Keep in mind this is 2008, still a nice year in in regards to mdma? How do they release a report from 3 years ago? it takes that long to compile data? Someone explain this survey business to me. ;p

Peace

Cosi
;D
 
2008 was the last year I used MDMA, I wouldn't say it was a "nice year in regards to MDMA" but getting pills containing MDMA and other MDxx substances was not hard, and although quality was down from previous years so was cost. I would say piperazines started popping up in pills in 2008 but were not an epidemic until early 2009.

It definately seems odd it has taken them 3 years to release these results. Also, the last 3 years in terms of the ecstasy market have been a fucking lifetime and the statistics from then will be unlikely to remotely reflect todays situation.
 
Probably political expedience- if some politician or special interest group was funding their research they might have temporized its release to get support for there legislation, public policy strategy (ie prosecuting the drug war), justify getting funding to do this, ect...So much for unbiased research.:(
 
its like they ignore the results of the surveys

illegal drugs being abused more than those that are regulated

then spin it around and say they should crack down on ecstasy at festivals :|
 
This just backs up the government's decision to develop the national binge drinking strategy and increase the tax on alcopops

Lol and how'd that play out? Oh thats right everyone got on straight bottles instead and didn't reduce the amount of "alcopops" sold, way to go Government...
 
Similar article in the local rag, had me concerned on one hand, that so many people are eating shitty pills and laughing on the other, that so many people are being duped into thinking they are getting 'ecstasy'
 
2008 was definitely not a bad year at all for MDMA, if anyone remembers the green and white hearts.
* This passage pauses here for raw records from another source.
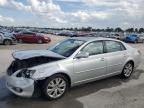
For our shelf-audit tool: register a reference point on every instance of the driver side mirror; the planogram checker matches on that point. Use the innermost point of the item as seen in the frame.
(82, 55)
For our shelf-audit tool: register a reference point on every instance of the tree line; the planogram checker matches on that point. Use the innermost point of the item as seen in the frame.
(108, 29)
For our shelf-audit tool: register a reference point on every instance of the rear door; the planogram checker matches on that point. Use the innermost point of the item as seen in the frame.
(115, 55)
(93, 66)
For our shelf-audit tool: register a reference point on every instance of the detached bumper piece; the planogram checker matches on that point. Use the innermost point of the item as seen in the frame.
(20, 86)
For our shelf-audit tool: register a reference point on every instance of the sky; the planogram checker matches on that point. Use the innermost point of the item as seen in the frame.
(72, 13)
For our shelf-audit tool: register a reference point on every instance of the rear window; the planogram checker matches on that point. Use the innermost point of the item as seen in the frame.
(113, 46)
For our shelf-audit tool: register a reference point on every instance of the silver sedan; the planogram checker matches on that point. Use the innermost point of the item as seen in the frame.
(69, 63)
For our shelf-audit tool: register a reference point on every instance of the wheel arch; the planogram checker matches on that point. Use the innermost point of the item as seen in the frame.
(59, 73)
(6, 40)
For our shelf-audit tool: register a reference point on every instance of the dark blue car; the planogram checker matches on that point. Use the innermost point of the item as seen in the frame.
(131, 39)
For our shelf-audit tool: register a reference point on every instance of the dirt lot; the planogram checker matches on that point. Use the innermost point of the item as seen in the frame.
(112, 92)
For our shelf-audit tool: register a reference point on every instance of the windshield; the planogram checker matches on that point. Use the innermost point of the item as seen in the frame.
(67, 48)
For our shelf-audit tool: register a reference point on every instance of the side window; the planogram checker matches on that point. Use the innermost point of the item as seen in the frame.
(113, 46)
(94, 48)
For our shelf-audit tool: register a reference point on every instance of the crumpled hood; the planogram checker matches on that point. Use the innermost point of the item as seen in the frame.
(35, 53)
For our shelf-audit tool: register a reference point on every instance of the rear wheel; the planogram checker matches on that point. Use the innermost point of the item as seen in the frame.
(127, 70)
(7, 42)
(55, 87)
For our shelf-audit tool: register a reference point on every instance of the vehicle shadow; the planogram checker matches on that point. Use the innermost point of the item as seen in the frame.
(9, 100)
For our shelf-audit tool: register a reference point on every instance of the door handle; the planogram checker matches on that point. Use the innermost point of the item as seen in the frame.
(102, 59)
(125, 55)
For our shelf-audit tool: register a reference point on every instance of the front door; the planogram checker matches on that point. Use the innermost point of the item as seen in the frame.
(115, 55)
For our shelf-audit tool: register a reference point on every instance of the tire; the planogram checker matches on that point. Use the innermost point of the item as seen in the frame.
(20, 41)
(127, 70)
(7, 42)
(55, 89)
(40, 41)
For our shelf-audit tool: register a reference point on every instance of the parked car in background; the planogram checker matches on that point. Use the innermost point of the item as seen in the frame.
(31, 37)
(7, 39)
(134, 39)
(69, 63)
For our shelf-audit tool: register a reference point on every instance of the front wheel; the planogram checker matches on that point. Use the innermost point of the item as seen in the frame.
(127, 70)
(55, 87)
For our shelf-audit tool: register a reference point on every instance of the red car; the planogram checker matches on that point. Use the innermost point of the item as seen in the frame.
(32, 37)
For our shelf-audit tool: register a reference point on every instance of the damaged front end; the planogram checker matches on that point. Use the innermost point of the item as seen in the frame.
(19, 75)
(28, 63)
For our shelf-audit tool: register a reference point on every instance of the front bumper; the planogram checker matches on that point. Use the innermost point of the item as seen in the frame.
(20, 86)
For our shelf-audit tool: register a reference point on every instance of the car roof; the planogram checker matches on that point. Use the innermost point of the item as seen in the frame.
(93, 38)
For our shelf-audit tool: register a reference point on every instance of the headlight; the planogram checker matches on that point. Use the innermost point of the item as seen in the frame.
(26, 73)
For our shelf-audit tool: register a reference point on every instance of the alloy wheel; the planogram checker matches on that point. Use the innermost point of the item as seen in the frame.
(56, 88)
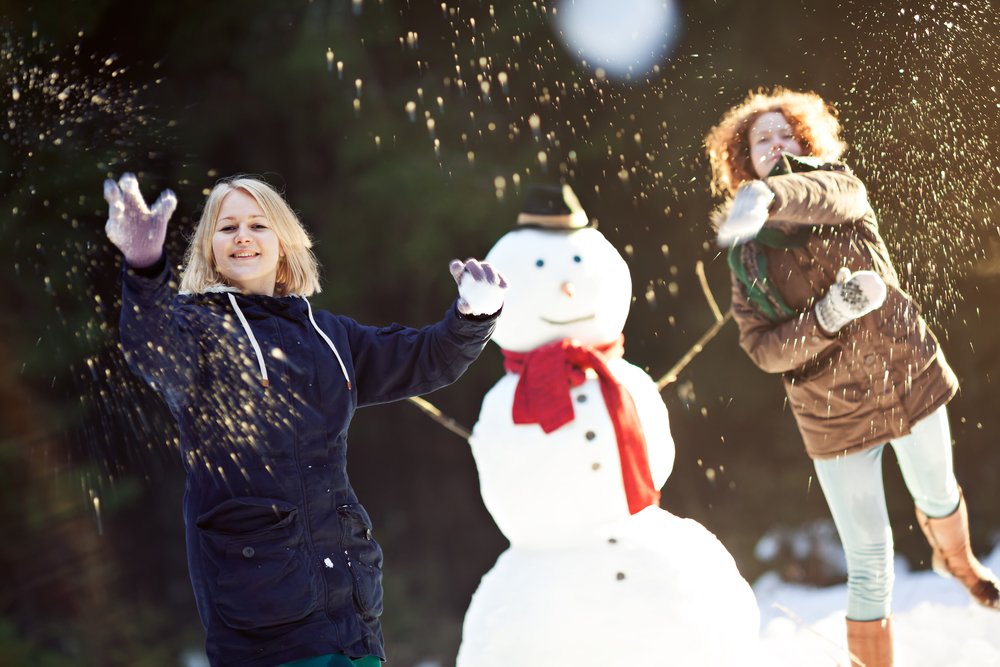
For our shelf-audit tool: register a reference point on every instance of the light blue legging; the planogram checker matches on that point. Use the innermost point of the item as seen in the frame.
(853, 488)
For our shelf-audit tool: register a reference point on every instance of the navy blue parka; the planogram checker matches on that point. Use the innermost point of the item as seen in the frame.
(280, 551)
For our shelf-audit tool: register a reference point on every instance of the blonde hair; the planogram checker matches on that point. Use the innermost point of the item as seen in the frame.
(298, 270)
(814, 124)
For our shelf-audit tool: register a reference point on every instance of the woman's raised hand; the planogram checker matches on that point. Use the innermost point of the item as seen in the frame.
(137, 230)
(747, 215)
(480, 287)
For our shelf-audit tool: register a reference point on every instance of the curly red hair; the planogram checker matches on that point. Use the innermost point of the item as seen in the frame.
(814, 123)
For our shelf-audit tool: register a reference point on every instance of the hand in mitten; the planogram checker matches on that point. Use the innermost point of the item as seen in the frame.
(136, 230)
(853, 295)
(480, 287)
(747, 214)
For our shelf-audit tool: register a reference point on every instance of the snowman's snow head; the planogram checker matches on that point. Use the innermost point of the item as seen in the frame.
(563, 284)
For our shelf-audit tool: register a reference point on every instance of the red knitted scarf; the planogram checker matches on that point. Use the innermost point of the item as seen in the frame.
(542, 397)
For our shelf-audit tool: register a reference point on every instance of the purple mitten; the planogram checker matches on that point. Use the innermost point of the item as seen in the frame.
(480, 287)
(135, 229)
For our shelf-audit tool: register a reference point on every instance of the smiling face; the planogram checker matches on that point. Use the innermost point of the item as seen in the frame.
(769, 136)
(245, 247)
(562, 285)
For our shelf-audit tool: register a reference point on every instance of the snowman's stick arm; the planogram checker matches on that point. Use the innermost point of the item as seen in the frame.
(720, 320)
(699, 269)
(431, 411)
(671, 375)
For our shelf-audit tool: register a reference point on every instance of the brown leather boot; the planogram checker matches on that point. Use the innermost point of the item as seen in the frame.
(870, 642)
(949, 538)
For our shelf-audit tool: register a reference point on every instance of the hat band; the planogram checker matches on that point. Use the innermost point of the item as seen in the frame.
(575, 220)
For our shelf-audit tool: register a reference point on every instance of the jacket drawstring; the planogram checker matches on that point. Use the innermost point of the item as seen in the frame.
(329, 342)
(260, 355)
(253, 339)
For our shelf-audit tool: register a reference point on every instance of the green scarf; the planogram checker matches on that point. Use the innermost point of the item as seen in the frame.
(749, 261)
(756, 286)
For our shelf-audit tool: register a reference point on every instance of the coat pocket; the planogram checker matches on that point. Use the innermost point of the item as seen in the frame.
(822, 397)
(364, 559)
(264, 577)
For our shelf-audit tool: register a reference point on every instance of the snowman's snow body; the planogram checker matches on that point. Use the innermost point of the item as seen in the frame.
(585, 583)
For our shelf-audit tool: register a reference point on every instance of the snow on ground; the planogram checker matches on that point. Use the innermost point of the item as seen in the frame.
(935, 622)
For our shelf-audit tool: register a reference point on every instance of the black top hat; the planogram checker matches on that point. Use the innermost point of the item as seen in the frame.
(552, 207)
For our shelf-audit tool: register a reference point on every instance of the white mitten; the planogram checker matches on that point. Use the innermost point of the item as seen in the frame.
(747, 214)
(135, 229)
(480, 287)
(853, 295)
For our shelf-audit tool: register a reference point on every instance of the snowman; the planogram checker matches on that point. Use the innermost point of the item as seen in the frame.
(572, 446)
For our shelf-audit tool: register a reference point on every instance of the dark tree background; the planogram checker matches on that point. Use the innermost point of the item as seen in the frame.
(404, 133)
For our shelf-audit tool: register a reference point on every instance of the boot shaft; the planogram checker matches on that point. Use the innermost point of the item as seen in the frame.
(870, 642)
(952, 554)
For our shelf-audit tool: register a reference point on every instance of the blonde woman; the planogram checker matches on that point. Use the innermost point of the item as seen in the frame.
(817, 300)
(281, 555)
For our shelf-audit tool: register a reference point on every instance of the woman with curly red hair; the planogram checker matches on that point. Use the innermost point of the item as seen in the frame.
(817, 299)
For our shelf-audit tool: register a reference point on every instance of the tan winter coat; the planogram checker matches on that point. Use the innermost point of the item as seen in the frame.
(880, 374)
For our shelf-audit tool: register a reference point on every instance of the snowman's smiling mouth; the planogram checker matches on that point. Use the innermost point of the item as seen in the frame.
(573, 321)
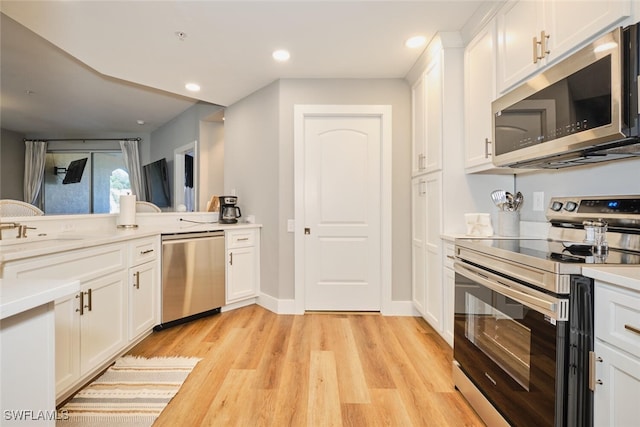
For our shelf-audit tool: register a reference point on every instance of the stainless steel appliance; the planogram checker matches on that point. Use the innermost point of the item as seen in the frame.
(193, 276)
(582, 110)
(229, 212)
(523, 328)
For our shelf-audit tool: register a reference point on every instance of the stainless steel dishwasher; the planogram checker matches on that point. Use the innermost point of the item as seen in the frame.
(193, 278)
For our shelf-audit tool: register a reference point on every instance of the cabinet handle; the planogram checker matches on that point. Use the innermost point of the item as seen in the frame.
(81, 309)
(632, 329)
(89, 294)
(592, 370)
(544, 46)
(487, 153)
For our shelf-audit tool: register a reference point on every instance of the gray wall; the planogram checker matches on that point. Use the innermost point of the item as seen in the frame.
(11, 165)
(182, 130)
(259, 166)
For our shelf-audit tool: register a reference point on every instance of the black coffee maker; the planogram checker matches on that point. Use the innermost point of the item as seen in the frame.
(229, 212)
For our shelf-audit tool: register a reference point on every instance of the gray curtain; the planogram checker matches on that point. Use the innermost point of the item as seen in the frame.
(131, 155)
(34, 161)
It does seem strange it takes them so long to release the results of a survey, as I generally thought results were published for the previous year. Though it's just published in the Australian, so if they had a slow news day maybe they just go to old reports to fill in the gaps.
 
I don't even know any young people that take pills any more, in fact getting them is near impossible these days because no one wants to touch them.
 
Yeah there were definitely still good pills around in 2008, it was late that year and early 2009 that things started to go downhill
 
I'll vouch for that, the yummy things in my pic were at the very end of December 2008 start of January, and they blew my mind and are the reason I'm on bluelight today.